Who’s sorry now? The battle facing the Lib Dems
WITH Nick Clegg’s apology inviting derision, the Lib Dems are struggling to reconnect with Scottish voters, writes Eddie Barnes
GOOGLE tells the story succinctly. Typing the Deputy Prime Minister’s name into the search engine at the end of last week produced three options – “Nick Clegg apology”, “Nick Clegg song”, and “Nick Clegg looking sad”.
The apology – to say sorry for pledging to stop tuition fees prior to the 2010 general election – had been under discussion for a while within Lib Dem ranks. A newspaper sting last Christmas caught Lib Dem ministers revealing how they felt about having gone back on the deal. “I’ve just done the worst crime a politician can commit, the reason most folk distrust us as a breed,” declared Scottish Secretary Michael Moore. Despite happening two years ago, Lib Dem members were finding that the issue was killing them. A little like Iraq with Labour, the party would get so far with people as they tried to sell to them the merits of their policies, before tuition fees was raised and potential support would scatter.

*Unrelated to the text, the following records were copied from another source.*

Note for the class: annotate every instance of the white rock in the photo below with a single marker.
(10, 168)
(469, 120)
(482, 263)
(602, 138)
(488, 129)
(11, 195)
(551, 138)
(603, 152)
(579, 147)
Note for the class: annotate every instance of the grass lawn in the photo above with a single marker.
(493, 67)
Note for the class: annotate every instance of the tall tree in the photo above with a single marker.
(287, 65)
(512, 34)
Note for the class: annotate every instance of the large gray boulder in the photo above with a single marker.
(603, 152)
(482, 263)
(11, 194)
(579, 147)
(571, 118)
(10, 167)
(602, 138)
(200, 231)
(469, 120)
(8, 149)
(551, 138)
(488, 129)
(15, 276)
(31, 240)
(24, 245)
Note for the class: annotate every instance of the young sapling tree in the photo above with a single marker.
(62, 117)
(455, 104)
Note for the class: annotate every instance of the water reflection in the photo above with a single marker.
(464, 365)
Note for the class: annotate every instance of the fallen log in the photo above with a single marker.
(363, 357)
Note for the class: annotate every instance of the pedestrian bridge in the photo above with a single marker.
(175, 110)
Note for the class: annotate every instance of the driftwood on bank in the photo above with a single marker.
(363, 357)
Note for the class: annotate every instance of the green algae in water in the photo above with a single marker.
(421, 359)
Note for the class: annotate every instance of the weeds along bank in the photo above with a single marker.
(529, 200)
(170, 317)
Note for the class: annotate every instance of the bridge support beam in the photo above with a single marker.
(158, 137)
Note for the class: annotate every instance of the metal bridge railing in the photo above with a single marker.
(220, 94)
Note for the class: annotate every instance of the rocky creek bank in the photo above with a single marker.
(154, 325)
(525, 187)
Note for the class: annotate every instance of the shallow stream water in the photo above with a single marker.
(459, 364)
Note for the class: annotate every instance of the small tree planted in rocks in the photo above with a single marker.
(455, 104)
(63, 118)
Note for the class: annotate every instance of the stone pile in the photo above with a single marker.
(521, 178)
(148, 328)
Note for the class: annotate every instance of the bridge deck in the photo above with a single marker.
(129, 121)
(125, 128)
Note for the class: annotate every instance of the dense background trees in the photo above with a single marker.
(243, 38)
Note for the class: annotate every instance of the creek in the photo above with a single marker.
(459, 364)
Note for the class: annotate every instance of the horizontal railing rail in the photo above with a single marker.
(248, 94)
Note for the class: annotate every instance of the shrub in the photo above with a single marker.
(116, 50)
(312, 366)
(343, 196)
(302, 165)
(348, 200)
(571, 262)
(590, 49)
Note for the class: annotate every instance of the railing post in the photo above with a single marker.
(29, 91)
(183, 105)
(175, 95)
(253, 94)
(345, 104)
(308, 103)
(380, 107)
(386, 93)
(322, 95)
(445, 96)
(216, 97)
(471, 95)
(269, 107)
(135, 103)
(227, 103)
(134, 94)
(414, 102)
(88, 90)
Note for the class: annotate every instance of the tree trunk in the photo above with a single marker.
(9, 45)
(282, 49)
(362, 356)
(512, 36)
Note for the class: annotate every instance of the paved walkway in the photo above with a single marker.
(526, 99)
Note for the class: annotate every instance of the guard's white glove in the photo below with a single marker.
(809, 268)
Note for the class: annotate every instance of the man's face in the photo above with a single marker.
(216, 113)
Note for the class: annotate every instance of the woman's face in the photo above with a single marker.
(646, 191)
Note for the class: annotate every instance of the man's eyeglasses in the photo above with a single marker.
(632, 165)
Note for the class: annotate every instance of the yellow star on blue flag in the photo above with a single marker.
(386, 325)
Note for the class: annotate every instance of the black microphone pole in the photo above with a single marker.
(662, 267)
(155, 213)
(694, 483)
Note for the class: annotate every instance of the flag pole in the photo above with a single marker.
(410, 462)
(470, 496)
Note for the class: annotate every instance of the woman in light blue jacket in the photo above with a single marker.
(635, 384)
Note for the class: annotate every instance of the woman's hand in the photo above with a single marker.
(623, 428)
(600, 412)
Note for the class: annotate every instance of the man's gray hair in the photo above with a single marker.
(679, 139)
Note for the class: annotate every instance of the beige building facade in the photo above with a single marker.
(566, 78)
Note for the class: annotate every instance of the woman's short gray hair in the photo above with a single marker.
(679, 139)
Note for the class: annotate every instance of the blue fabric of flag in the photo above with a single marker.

The hope was that the apology would cauterize the wound. “We weren’t getting past it. The apology was an effort to break down the barriers so we can promote other things we’re doing in government,” said one adviser. The risk was that the apology would end up only reminding people about the sin in the first place.
Even now, the Liberal Democats concede they have no idea whether it will backfire horribly. But, so desperate was the situation, and backed by his colleagues, Clegg decided to go ahead. Opinion the day after was decidedly mixed. “It’s like cheating on your wife, and then apologising to her for getting married,” said one wag.
The song materialised the morning after the apology had been aired. In the latest example of how the web has changed politics for good, a satirical website called “the Poke” asked Alex Ross, a 28-year old music producer, to have a go at mixing it to music. Clegg’s apology appeared on the web late on Wednesday afternoon. At 9pm, Ross started work remixing it. He finished at 3am before heading to bed. Four hours later, John Prescott was among the first to retweet it. By Friday evening, more than half-a-million viewers had accessed the website’s link. Clegg soon gave his permission for the song to be sold commercially, with proceeds going to a local hospital in Sheffield.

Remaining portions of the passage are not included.